For fifty years, the big economic debate in this country has revolved around the balance between the public and private sectors. The Right has argued for a shift to the latter (mostly achieved through tax cuts and sometimes through austerity) while the Left has tried to pull it back the other way.
But what if both sides are wrong – which they can be if they haven’t even been asking the right question. Instead of public versus private, what we should have focused on is the balance between consumption and investment.
By consumption I don’t just mean what private consumers buy, but also the current government expenditure on things like the NHS and benefits. If we want to increase the percentage of our GDP that we devote to investment, then by definition the percentage that we consume must decrease.
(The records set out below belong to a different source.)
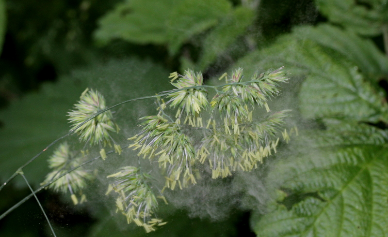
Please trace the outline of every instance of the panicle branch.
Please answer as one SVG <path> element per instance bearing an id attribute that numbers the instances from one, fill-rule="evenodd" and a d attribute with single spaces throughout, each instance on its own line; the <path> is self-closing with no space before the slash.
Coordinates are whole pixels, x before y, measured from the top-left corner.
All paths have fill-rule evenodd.
<path id="1" fill-rule="evenodd" d="M 44 185 L 55 178 L 67 173 L 48 186 L 48 188 L 54 192 L 63 193 L 69 192 L 74 205 L 79 203 L 76 193 L 79 193 L 81 196 L 81 203 L 84 202 L 86 201 L 86 196 L 82 193 L 82 191 L 86 187 L 87 181 L 92 179 L 93 176 L 83 167 L 68 172 L 69 170 L 82 163 L 84 161 L 84 158 L 71 151 L 67 143 L 61 144 L 49 157 L 48 167 L 52 171 L 46 176 L 46 179 L 40 185 Z"/>
<path id="2" fill-rule="evenodd" d="M 151 176 L 136 167 L 125 166 L 107 178 L 113 178 L 113 181 L 109 185 L 106 194 L 113 190 L 118 193 L 116 212 L 120 211 L 125 216 L 128 223 L 134 222 L 148 233 L 155 231 L 155 226 L 166 223 L 161 219 L 152 218 L 158 204 L 149 184 L 153 178 Z M 164 197 L 159 197 L 165 201 Z"/>

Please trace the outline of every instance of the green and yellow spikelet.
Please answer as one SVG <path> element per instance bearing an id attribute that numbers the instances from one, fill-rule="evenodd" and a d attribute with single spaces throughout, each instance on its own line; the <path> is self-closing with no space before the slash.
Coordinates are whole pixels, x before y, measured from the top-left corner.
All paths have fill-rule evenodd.
<path id="1" fill-rule="evenodd" d="M 134 222 L 143 226 L 147 233 L 154 231 L 156 226 L 166 223 L 152 217 L 158 204 L 149 185 L 153 178 L 150 175 L 142 173 L 135 167 L 125 166 L 107 178 L 113 178 L 114 181 L 109 185 L 106 194 L 112 190 L 118 193 L 116 211 L 125 216 L 128 223 Z M 160 197 L 165 201 L 164 197 Z"/>
<path id="2" fill-rule="evenodd" d="M 47 184 L 54 178 L 67 173 L 70 169 L 78 166 L 82 162 L 84 157 L 82 155 L 77 155 L 70 151 L 69 145 L 63 143 L 54 151 L 48 158 L 48 167 L 52 171 L 46 176 L 41 185 Z M 80 167 L 68 174 L 60 178 L 48 186 L 48 188 L 55 192 L 66 193 L 68 191 L 74 205 L 78 204 L 78 198 L 76 193 L 81 196 L 81 202 L 86 200 L 82 190 L 86 185 L 86 182 L 93 178 L 91 172 Z"/>

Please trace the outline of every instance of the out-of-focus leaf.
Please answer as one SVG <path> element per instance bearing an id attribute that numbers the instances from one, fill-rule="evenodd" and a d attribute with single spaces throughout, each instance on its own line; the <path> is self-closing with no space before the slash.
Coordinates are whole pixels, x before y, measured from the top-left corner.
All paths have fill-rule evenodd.
<path id="1" fill-rule="evenodd" d="M 326 140 L 343 139 L 315 148 L 305 143 L 304 154 L 278 163 L 267 182 L 289 196 L 253 220 L 258 236 L 387 236 L 388 140 L 377 130 L 354 125 L 325 132 L 332 133 Z M 363 138 L 349 141 L 347 133 Z"/>
<path id="2" fill-rule="evenodd" d="M 138 44 L 164 44 L 166 21 L 176 2 L 135 0 L 120 3 L 99 20 L 95 38 L 102 43 L 119 38 Z"/>
<path id="3" fill-rule="evenodd" d="M 166 89 L 168 87 L 163 85 L 168 85 L 168 74 L 148 61 L 111 61 L 74 72 L 71 76 L 62 77 L 58 83 L 44 84 L 39 93 L 27 95 L 11 104 L 9 108 L 0 112 L 0 120 L 3 123 L 0 129 L 0 180 L 5 180 L 46 146 L 67 133 L 69 130 L 67 112 L 86 87 L 101 92 L 107 105 L 113 105 Z M 159 82 L 162 82 L 161 85 Z M 149 101 L 134 103 L 114 110 L 122 132 L 125 129 L 120 121 L 136 121 L 137 116 L 144 116 L 144 111 L 152 109 L 147 106 Z M 126 105 L 131 108 L 130 113 L 125 109 Z M 135 126 L 129 123 L 126 126 Z M 48 150 L 23 170 L 34 186 L 48 173 L 46 159 L 52 151 Z M 14 182 L 25 185 L 21 179 Z"/>
<path id="4" fill-rule="evenodd" d="M 320 50 L 299 94 L 301 112 L 307 118 L 342 117 L 377 122 L 388 121 L 388 105 L 382 91 L 365 81 L 358 68 L 344 59 L 335 60 Z"/>
<path id="5" fill-rule="evenodd" d="M 167 22 L 170 53 L 174 54 L 180 45 L 193 35 L 200 33 L 218 22 L 231 11 L 226 0 L 185 0 L 171 9 Z"/>
<path id="6" fill-rule="evenodd" d="M 245 32 L 254 18 L 252 9 L 243 7 L 235 8 L 226 16 L 205 40 L 203 53 L 198 63 L 198 70 L 205 69 L 218 56 L 226 51 Z"/>
<path id="7" fill-rule="evenodd" d="M 382 75 L 388 75 L 388 59 L 369 39 L 326 24 L 299 27 L 295 31 L 301 37 L 340 53 L 358 66 L 368 79 L 377 80 Z"/>
<path id="8" fill-rule="evenodd" d="M 7 12 L 5 7 L 5 1 L 0 0 L 0 55 L 3 47 L 4 37 L 5 36 L 5 29 L 7 26 Z"/>
<path id="9" fill-rule="evenodd" d="M 135 0 L 121 3 L 100 20 L 96 38 L 137 44 L 167 44 L 174 54 L 193 35 L 218 23 L 231 10 L 226 0 Z"/>
<path id="10" fill-rule="evenodd" d="M 387 0 L 316 0 L 329 19 L 361 34 L 375 36 L 388 24 Z"/>
<path id="11" fill-rule="evenodd" d="M 387 120 L 388 105 L 382 90 L 365 80 L 356 65 L 338 52 L 303 39 L 297 33 L 284 36 L 237 66 L 248 65 L 244 71 L 248 74 L 284 66 L 291 76 L 306 77 L 300 94 L 300 109 L 306 118 Z"/>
So when I express my heretical opposition to (overall) tax cuts it’s not so that the state can fritter away more of our money. Rather, I’m arguing against lower taxes and against higher public spending.
Given that voters are notoriously fond of both, am I setting out an electorally suicidal policy platform? Well, without a purpose the Conservative Party is doomed anyway. So let’s make it our mission to stop pandering; tthe truth is that Britain must invest or die.
For proof that a nation can prosper by prioritising investment over consumption we only have to look east. China has hauled itself out of poverty and into economic superpower status by investing on a truly gargantuan scale. This is the nation that poured more concrete in the three years between 2011 and 2013 then America did over the entire 20th Century.
It’s easy to dismiss the Chinese success story as a function of cheap labour, low standards, and predatory trade practices. Top those off with a ruthless government unencumbered by democratic norms, and its clear that the PRC enjoys advantages that we couldn’t and shouldn’t replicate.
Yet that is not the whole story. When the Chinese are moving ahead of the West in fields from fintech to military drones, it’s clear that theirs is not just a bargain basement economy.
For instance, why is it that Chinese firms are able to manufacture hi-tech goods like solar panels, batteries and electric cars more cheaply than any other country? Is it solely because their overheads are lower? No; as the data scientist Hannah Ritchie points out, the leading Chinese companies are able to outperform their domestic competitors too.
The reason for that is investment in state-of-the-art automation. When robots are doing most of the work it doesn’t really matter what you pay your human employees.
So forget China’s sweatshops. They still exist, but the real threat to the West is an advanced Chinese manufacturing base that is leaving our factories behind in the last century. Or to put it another way: the most compelling argument for Anglofuturism is that Sinofuturism is already happening.
The great irony of China’s investment-led economic supremacy, is that it is being part financed by excessive western consumerism. There’s an old taunt ascribed to Lenin that “the capitalists will sell us the rope we will hang them with.” Today, it’s more a case of the Chinese selling us the rope with which we’re hanging ourselves.
We mustn’t give in to despair. New technology holds out the prospect that seemingly unassailable economic advantages can be rendered obsolete. Just look at the way that the second industrial revolution – powered by oil, electricity and production lines – allowed Germany to catch-up with and overtake Great Britain as the workshop of the world. Or to take a more recent example, look at how electric vehicle technology has allowed China to bypass German mastery of the diesel engine.
Needless to say, all sorts of things must change to put Britain back in the game. We need to sort out our energy supplies, our transport infrastructure, our planning system, the housing crisis and our trade policies. But above all we must become an investment-led economy again.
A Conservative economic policy that doesn’t start from this reality, hankering instead for tax cuts we haven’t earned, isn’t merely out of date, it’s downright pathetic.